By studying the intra-species variation in the transcriptional response of A. pleuropneumoniae to iron limitation, we identified a set of core genes important to the iron adaptive response of this organism. Not surprisingly, these included known virulence factors such as the tonB-system, tbpBA and hgbA, but also a number of newly described potential iron acquisition genes previously identified in A. pleuropneumoniae serotype 1, e.g. the putative hemoglobin-haptoglobin binding proteins and the yfe-system [26]. We confirmed the up-regulation of the latter genes in an additional five serotypes of A. pleuropneumoniae under iron limitation. Not previously observed in A. pleuropneumoniae was the up-regulation of a putative siderophore, cirA. The hpuB cluster proved to be interesting for several reasons. Firstly, all three genes displayed serotype specific expression under iron limitation. Of the six serotypes, serotype 3 was the only variant in which none of the three ORFs were significantly up-regulated under iron deprivation. Serotype 3 is also considered to be one of the least virulent serotypes of A. pleuropneumoniae. Secondly, in ORF APL_1953 a variable region was identified which differentiated serotypes 2, 5 and 6 from serotypes 1, 3 and 7. The gene was expressed in all serotypes.

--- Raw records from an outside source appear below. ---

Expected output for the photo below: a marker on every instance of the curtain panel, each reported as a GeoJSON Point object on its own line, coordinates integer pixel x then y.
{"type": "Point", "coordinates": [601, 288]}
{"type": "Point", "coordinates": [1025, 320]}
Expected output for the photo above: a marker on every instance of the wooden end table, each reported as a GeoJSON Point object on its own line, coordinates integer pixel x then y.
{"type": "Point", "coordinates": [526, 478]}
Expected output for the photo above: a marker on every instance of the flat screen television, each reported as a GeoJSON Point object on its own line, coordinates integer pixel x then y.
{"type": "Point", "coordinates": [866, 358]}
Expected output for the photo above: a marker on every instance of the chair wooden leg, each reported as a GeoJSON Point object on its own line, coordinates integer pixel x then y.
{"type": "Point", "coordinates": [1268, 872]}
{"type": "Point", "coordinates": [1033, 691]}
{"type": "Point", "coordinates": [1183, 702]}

Except for serotype 3, we could not directly correlate the observed variances in the hpuB ORFs with serotype related differences in pathogenesis. Still, it would be interesting to study further the implications of these divergences in gene expression and length and to determine the role the hpuB gene complex concerning iron acquisition and virulence in A. pleuropneumoniae. In all, the combined effect of iron-depletion and serotype proved to be modest, indicating that serotypes of both medium and high virulence at least in vitro are reacting almost identical to iron restriction. This is perhaps not very surprising, considering the functional importance of the core genes involved in iron regulation.

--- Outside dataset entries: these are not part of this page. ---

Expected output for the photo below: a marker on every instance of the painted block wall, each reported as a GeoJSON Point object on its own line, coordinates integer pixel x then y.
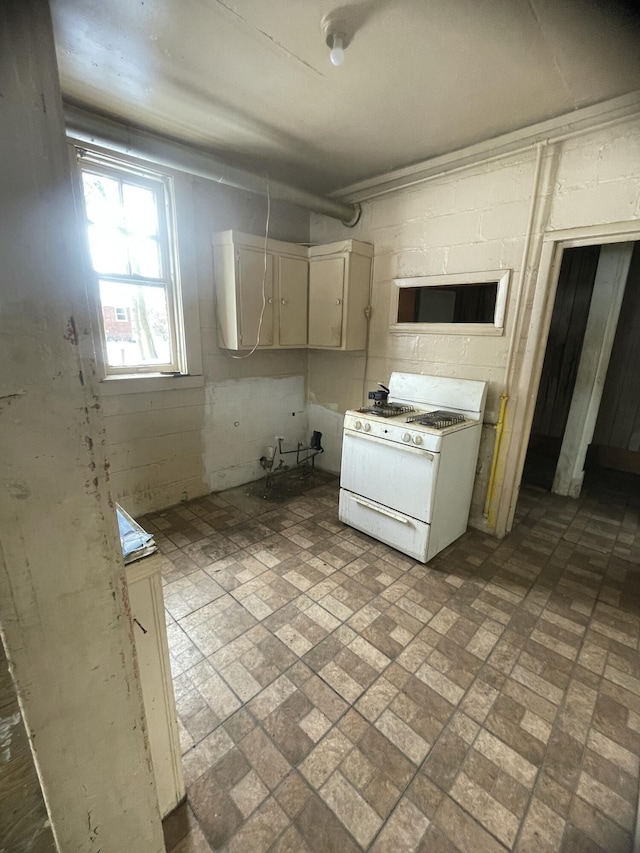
{"type": "Point", "coordinates": [472, 220]}
{"type": "Point", "coordinates": [164, 445]}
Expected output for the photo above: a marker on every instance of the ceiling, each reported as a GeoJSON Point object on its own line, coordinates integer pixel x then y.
{"type": "Point", "coordinates": [251, 81]}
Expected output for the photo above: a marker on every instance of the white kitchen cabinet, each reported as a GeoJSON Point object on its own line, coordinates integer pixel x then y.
{"type": "Point", "coordinates": [244, 283]}
{"type": "Point", "coordinates": [339, 286]}
{"type": "Point", "coordinates": [147, 611]}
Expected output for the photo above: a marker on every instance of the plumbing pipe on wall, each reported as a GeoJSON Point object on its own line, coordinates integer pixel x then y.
{"type": "Point", "coordinates": [504, 397]}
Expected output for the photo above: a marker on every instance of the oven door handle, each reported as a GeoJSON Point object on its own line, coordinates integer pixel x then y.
{"type": "Point", "coordinates": [381, 509]}
{"type": "Point", "coordinates": [386, 443]}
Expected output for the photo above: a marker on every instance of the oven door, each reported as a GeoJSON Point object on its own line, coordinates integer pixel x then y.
{"type": "Point", "coordinates": [401, 477]}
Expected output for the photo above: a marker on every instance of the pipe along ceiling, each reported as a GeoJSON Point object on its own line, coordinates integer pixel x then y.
{"type": "Point", "coordinates": [88, 128]}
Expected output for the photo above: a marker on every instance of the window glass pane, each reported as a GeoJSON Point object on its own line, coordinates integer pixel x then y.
{"type": "Point", "coordinates": [108, 247]}
{"type": "Point", "coordinates": [144, 257]}
{"type": "Point", "coordinates": [140, 210]}
{"type": "Point", "coordinates": [457, 303]}
{"type": "Point", "coordinates": [102, 200]}
{"type": "Point", "coordinates": [143, 339]}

Attesting to the quality of the array were: 1) the concordance of gene regulation within the operons, 2) the agreement of results between this and previous transcriptional studies of Pasteurellaceae under conditions of iron limitation [26-29], and 3) the high correlation between the microarray and qPCR expression ratios. Consequently, the results attest the utility of this novel pan-genomic A. pleuropneumoniae microarray. The design of this array is publicly available and will hopefully be applied for multiple purposes of serotype comparisons in the future.

Methods

Bacterial strains and growth conditions

The following strains of A. pleuropneumoniae were used in this investigation: Serotype 1 (4074), serotype 2 (4226), serotype 3 (1421), serotype 5b (L20), serotype 6 (7712640), serotype 7 (WF87). For the iron depletion study, an overnight culture was diluted 1:10 in brain heart infusion broth supplemented with 0.03% NAD (Sigma-Aldrich, Copenhagen, Denmark) and incubated until the optical density at 660 nm was 0.6, representing the exponential growth phase. The culture was split into two 10-ml portions. Iron-depleted conditions were established in one of the flasks by addition of 300 μM 2,2'-dipyridyl (Sigma-Aldrich). For serotype 2 and 6, iron repletion experiments were also performed: to a third 2,2'-dipyridyl containing flask, 300 μM ammonium iron(II) sulfate hexahydrate (Sigma-Aldrich) was added. Next, the cultures were grown under shaking at 37°C for 30 min, after which one volume of RNAlater stabilization reagent (Ambion, Cambridgeshire, United Kingdom) was added to the cultures. Samples were harvested by centrifugation, immediately resuspended in one volume of PBS and 5 volumes of RNAlater. Samples were stored at 4°C until extraction. For each serotype, four experiments were performed on different days.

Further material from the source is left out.